Main Ideas
- Organizing our data according to a consistent set of “tidy” principles makes data easy to work with and leverages the ways
R
is effective.
- Often we need to wrangle our data in order to extract meaning (including creating new variables, calculating summary statistics, subsetting data, etc).
- Using only seven key verbs we can accomplish a wide variety of data wrangling tasks.
Coming Up
- Homework #01 due Thursday 2-04 at 11:59 PM
- Homework #02 assigned Thursday 2-04
- Complete Lab Team Formation Survey by 2-09 11:59 PM
“Happy families are all alike; every unhappy family is unhappy in its own way” - Leo Tolstoy
Lecture Notes and Exercises
library(tidyverse)
Tidy Principles
Tidy data has three related characteristics
- Each variable forms a column.
- Each observation forms a row.
- Each value has its own cell.
Data Wrangling
Often we need to wrangle our data to extract meaning.
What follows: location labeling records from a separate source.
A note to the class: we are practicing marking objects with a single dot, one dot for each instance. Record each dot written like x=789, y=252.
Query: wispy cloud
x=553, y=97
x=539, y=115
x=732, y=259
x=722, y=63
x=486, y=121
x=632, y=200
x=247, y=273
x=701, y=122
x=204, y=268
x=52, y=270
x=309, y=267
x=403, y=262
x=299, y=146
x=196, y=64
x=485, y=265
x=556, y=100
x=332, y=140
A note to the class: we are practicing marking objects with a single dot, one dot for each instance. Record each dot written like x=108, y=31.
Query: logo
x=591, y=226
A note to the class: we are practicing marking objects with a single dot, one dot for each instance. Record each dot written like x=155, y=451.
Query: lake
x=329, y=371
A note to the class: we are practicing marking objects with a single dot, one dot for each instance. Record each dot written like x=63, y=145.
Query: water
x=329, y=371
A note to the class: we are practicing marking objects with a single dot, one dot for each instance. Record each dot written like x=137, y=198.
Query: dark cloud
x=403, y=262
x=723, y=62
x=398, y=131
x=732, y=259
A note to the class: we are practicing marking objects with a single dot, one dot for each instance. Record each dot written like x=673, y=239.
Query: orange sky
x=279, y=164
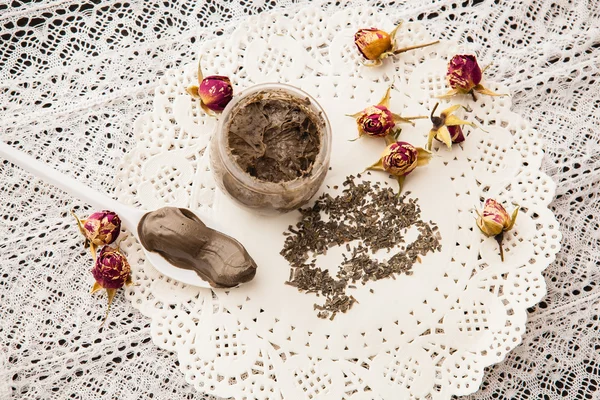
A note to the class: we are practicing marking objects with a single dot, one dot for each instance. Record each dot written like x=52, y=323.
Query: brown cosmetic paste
x=275, y=138
x=179, y=236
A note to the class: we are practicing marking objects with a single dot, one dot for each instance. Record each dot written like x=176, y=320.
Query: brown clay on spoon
x=179, y=236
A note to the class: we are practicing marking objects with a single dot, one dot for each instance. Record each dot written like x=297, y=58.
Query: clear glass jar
x=259, y=195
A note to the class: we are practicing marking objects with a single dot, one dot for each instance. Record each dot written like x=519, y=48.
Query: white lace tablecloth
x=75, y=76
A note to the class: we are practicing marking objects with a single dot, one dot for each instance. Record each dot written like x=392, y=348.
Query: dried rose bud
x=494, y=221
x=446, y=127
x=111, y=272
x=375, y=45
x=99, y=229
x=464, y=77
x=463, y=72
x=378, y=120
x=372, y=43
x=214, y=92
x=400, y=159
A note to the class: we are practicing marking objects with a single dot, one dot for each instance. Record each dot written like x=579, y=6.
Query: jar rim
x=321, y=160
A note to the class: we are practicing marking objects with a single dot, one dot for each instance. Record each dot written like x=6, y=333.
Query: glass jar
x=268, y=197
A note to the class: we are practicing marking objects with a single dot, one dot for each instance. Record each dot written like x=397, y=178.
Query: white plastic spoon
x=130, y=216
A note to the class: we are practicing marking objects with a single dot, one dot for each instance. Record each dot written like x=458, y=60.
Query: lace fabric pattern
x=84, y=118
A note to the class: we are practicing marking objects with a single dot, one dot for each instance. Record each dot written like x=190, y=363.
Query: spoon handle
x=98, y=200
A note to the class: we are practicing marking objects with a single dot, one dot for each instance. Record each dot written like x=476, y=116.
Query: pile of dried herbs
x=373, y=216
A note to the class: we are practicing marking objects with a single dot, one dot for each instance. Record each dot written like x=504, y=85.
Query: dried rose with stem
x=111, y=271
x=375, y=45
x=378, y=120
x=443, y=126
x=400, y=159
x=214, y=91
x=99, y=229
x=494, y=221
x=464, y=77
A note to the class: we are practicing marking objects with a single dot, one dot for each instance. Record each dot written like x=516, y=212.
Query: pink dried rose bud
x=400, y=159
x=111, y=272
x=375, y=45
x=447, y=127
x=464, y=77
x=378, y=120
x=494, y=221
x=99, y=229
x=214, y=91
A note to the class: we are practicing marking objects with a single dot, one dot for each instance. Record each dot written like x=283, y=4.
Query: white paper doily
x=435, y=338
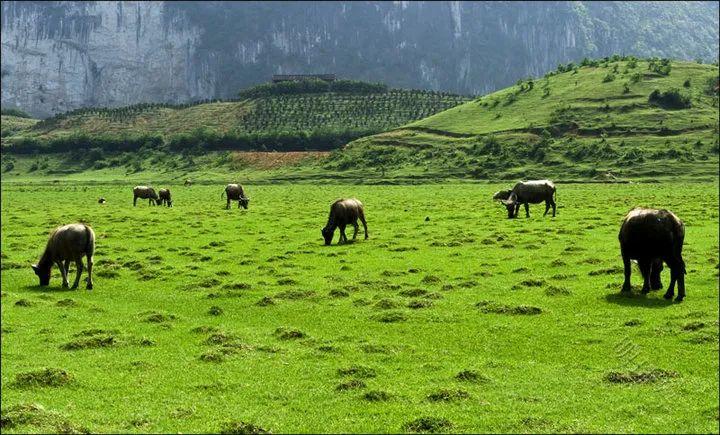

This includes calculating new variables, summary statistics, grouping by variables, renaming, reordering, selecting subsets of data, filtering by various conditions, etc.
We can accomplish a great deal of wrangling by learning just seven key verbs. Each of these functions takes a data frame as input and returns a data frame as output.
- filter
- arrange
- select
- slice
- mutate
- summarize
- group_by
To demonstrate data wrangling we will use a dataset of characteristics of all flights departing from New York City (JFK, LGA, EWR) in 2013. You may need to install the package first using the commented line of code (note you only need to do this once).
#install.packages(nycflights13)
library(nycflights13)
We first explore the data a bit. Examine the documentation as well.
glimpse(flights)
## Rows: 336,776
## Columns: 19
## $ year <int> 2013, 2013, 2013, 2013, 2013, 2013, 2013, 2013, 2013, …
## $ month <int> 1, 1, 1, 1, 1, 1, 1, 1, 1, 1, 1, 1, 1, 1, 1, 1, 1, 1, …
## $ day <int> 1, 1, 1, 1, 1, 1, 1, 1, 1, 1, 1, 1, 1, 1, 1, 1, 1, 1, …
## $ dep_time <int> 517, 533, 542, 544, 554, 554, 555, 557, 557, 558, 558,…
## $ sched_dep_time <int> 515, 529, 540, 545, 600, 558, 600, 600, 600, 600, 600,…
## $ dep_delay <dbl> 2, 4, 2, -1, -6, -4, -5, -3, -3, -2, -2, -2, -2, -2, -…
## $ arr_time <int> 830, 850, 923, 1004, 812, 740, 913, 709, 838, 753, 849…
## $ sched_arr_time <int> 819, 830, 850, 1022, 837, 728, 854, 723, 846, 745, 851…
## $ arr_delay <dbl> 11, 20, 33, -18, -25, 12, 19, -14, -8, 8, -2, -3, 7, -…
## $ carrier <chr> "UA", "UA", "AA", "B6", "DL", "UA", "B6", "EV", "B6", …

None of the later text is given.